It provides a description of the CDR aggregates, along with method details, that Mobile Network Operators can produce from their raw CDRs to build mobility indicators. Code used to derive these aggregates can be accessed from our GitHub.
The number unique subscribers recorded in a given area during a given time interval. This corresponds to the number of active users.
To specify areas we suggest using administrative units and computing the number of unique subscribers seen in large areas (e.g. units level 1 (province) or level 2 (district) or 3) and also the number of unique subscribers seen in smaller areas (level 4 or 5 (wards)). Groups of nearby cell towers may also be used to define small areas.
For the time interval, we suggest computing the number of unique subscribers seen in a given areas using 1 hour, 1 day, and 1 week.
These suggestion are valid for all other aggregates below.
The unique number of subscribers seen in different time intervals and in areas of different sizes lead to different insights.
Count_subscribers (hour, local)
Count_subscribers (day, local)
Count_subscribers (week, local)
Count_subscribers (day, regional)
Count_subscribers (week, regional)
Count_subscribers (15min, urban cluster)
Subscriber presence
Population mixing
Intra-regional travel
Hotspots
Count of unique subscribers, per region per time interval
For each time interval (hour/day/week), and each region size (cluster, admin 4/3/2/1):
For each region, count the number of unique subscribers that used their phone at any cell tower in that region, at any time during the time interval.
Only output counts > 15.
The number of subscribers who appear to be residents of each region. The location of residence is updated every week and is the location a subscriber visited on most days in the past 4 weeks. It is a reference location and each subscriber is assigned one.

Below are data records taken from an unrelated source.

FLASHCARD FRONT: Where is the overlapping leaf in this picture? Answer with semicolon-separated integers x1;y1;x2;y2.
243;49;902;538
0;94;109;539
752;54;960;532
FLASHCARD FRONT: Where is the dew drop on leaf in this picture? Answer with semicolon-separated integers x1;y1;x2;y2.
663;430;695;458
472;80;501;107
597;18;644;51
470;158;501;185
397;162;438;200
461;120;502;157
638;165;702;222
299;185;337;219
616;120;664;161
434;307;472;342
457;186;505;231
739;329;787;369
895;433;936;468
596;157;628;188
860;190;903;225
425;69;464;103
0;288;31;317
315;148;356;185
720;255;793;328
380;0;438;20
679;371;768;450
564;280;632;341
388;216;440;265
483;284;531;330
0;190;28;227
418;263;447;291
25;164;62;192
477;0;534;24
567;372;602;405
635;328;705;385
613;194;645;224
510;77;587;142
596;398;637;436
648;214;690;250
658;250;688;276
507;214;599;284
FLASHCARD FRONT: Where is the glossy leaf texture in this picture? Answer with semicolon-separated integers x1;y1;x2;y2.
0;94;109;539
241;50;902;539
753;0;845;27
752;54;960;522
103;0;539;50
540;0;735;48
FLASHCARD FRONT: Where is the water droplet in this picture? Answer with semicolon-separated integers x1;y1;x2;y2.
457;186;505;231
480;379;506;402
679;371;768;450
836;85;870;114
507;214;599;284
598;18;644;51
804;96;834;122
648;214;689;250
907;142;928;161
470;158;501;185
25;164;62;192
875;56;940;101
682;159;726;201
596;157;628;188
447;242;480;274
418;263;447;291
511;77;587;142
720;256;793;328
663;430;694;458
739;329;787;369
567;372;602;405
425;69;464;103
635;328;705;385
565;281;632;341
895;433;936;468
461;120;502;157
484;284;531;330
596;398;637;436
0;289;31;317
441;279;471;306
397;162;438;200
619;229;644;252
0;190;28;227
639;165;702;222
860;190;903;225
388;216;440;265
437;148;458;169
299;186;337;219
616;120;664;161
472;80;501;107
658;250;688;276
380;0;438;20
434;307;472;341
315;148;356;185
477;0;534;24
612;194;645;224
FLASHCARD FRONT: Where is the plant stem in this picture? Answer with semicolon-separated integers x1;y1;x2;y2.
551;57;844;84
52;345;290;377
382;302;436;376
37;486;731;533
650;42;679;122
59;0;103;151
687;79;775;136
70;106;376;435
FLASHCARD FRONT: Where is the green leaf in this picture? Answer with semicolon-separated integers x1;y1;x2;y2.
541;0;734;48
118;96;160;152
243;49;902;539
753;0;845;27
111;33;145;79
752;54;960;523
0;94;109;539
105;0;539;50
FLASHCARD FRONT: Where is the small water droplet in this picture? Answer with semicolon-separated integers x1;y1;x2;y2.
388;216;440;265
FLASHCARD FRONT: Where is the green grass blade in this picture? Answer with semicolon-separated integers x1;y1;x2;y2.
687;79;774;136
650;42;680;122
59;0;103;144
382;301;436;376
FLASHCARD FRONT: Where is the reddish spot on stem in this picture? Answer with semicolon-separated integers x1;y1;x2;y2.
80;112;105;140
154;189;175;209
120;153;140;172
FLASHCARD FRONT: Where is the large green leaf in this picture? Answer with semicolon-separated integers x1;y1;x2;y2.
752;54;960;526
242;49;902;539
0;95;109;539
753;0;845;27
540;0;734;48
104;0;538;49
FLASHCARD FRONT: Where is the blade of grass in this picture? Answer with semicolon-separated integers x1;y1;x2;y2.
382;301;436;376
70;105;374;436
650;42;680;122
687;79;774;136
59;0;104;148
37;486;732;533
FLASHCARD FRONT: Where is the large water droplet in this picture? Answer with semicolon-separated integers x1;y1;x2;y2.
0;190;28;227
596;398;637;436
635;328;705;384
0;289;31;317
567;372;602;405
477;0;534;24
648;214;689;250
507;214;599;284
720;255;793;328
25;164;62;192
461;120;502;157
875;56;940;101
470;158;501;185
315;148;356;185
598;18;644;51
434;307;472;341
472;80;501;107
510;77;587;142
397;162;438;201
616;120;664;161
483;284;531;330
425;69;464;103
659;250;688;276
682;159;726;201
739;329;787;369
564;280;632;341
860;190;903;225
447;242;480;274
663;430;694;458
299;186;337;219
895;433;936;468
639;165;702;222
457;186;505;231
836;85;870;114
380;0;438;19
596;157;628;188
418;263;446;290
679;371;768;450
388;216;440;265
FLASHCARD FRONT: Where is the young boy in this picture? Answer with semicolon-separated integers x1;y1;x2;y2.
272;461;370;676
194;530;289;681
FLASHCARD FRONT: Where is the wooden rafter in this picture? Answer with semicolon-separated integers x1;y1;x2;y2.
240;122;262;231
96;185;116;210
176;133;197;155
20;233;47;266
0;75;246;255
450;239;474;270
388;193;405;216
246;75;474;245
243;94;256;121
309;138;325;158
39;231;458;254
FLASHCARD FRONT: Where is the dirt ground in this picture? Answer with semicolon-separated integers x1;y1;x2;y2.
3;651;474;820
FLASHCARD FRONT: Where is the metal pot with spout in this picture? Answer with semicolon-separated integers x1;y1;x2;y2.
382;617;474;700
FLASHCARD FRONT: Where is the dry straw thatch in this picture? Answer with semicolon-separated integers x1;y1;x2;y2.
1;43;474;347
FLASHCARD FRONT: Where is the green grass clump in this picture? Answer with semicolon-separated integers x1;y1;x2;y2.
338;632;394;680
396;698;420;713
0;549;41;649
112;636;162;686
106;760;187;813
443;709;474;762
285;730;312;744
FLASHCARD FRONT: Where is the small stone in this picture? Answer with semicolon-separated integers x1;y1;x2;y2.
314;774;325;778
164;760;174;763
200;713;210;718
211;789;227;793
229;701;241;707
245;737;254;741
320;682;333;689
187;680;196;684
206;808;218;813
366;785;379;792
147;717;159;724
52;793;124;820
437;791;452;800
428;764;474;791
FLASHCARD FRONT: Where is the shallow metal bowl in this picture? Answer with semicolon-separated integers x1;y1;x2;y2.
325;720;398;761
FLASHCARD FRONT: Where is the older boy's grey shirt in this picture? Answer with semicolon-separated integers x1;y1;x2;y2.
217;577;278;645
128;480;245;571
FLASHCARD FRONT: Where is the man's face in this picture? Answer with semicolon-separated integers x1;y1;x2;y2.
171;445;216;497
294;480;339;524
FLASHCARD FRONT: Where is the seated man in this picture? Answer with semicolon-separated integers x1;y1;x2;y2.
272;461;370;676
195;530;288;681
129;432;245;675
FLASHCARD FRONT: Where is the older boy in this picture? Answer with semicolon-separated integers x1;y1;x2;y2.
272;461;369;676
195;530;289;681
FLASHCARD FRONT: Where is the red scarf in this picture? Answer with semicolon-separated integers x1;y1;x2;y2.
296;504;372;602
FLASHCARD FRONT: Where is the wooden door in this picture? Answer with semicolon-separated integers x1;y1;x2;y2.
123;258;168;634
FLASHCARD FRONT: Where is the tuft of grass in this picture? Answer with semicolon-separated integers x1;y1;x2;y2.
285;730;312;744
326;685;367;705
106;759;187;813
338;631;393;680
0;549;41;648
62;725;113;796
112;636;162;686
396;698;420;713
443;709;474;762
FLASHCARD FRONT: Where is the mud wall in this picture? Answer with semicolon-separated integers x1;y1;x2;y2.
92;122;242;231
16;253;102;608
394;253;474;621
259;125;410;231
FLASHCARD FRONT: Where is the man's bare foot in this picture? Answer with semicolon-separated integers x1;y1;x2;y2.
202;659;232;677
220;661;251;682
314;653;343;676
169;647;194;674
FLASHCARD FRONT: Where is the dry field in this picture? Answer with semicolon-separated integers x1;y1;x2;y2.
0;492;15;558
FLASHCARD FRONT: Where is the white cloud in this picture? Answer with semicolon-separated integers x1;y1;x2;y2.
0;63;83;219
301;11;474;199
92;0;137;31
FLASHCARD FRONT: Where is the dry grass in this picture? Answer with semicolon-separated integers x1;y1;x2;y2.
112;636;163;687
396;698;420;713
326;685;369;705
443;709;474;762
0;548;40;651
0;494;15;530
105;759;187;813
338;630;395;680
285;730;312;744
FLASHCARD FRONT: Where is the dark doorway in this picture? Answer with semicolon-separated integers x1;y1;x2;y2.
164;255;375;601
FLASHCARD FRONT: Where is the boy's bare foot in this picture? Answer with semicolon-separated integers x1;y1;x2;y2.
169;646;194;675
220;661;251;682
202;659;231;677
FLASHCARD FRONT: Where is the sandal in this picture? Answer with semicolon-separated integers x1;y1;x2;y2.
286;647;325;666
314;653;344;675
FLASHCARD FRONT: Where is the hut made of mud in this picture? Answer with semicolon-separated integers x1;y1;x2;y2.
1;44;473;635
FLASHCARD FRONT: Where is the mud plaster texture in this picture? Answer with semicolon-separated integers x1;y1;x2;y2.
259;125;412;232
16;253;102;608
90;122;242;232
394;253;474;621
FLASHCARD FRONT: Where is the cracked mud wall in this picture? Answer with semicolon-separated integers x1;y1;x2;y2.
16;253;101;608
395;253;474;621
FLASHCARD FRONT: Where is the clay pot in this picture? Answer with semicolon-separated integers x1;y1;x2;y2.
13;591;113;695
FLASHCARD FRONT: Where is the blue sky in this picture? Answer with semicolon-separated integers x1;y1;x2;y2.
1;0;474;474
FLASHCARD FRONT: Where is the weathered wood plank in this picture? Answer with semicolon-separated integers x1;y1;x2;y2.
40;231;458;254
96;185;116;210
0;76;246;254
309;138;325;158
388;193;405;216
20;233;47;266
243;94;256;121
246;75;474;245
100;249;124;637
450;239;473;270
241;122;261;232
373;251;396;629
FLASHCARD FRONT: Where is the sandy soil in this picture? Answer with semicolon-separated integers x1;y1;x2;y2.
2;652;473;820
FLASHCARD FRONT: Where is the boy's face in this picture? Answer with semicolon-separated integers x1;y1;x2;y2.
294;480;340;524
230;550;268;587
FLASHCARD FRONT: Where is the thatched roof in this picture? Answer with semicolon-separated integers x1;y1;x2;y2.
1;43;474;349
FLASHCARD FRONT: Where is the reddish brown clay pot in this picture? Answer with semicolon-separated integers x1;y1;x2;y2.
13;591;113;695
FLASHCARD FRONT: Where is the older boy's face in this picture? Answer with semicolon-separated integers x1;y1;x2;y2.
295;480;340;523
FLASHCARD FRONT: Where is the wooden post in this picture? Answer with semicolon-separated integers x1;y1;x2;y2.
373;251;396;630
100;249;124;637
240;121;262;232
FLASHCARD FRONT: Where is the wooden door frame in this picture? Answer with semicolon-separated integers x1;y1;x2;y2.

Count_residents (week, local)
Home location
Home location counts (number of ‘resident subscribers’) per region
Count the number of subscribers assigned to each region (calculated in ‘Home location of each subscriber’), during the specified period. Only output the results for regions where the counts is greater than or equal to 15.
The number of subscribers that travel between any two locations within the time period.
There are 2 types: all locations (all pairs of locations visited in a trip: a subscriber travelling from A to B then to C, is counted between A->B, B->C but also A->C), consecutive locations only (A->B, B->C) .
od_matrix_directed_all_pairs (hour, local)
od_matrix_directed_all_pairs (hour, local)
od_matrix_directed_all_pairs (day, regional)
od_matrix_directed_consecutive_pairs (hour, local)
od_matrix_directed_consecutive_pairs (hour, local)
od_matrix_directed_consecutive_pairs (day, regional)
Inter-regional travel: travel distance, dispersion, mixing factor,
Regional connectivity
Inter-regional travel: flows
Number of subscribers that travelled between each directed pair of regions, per time interval
This aggregate counts the number of subscribers that are seen at any pair of locations within the specified time interval. Directional information is included, so A -> B is distinguishable from B -> A.
For each time interval (hour, day) and region size (cluster, admin 4/3/2/1):
For each subscriber, create a list of the unique regions that they used their phone in that time interval.
From the list created in step (1), compute all possible unique ordered pairs. For each unique pair of regions, count the number of subscribers that have that pair in their list.
Only output counts > 15.
Number of trips / directional connections between each pair of regions, per time interval (origin-destination matrices)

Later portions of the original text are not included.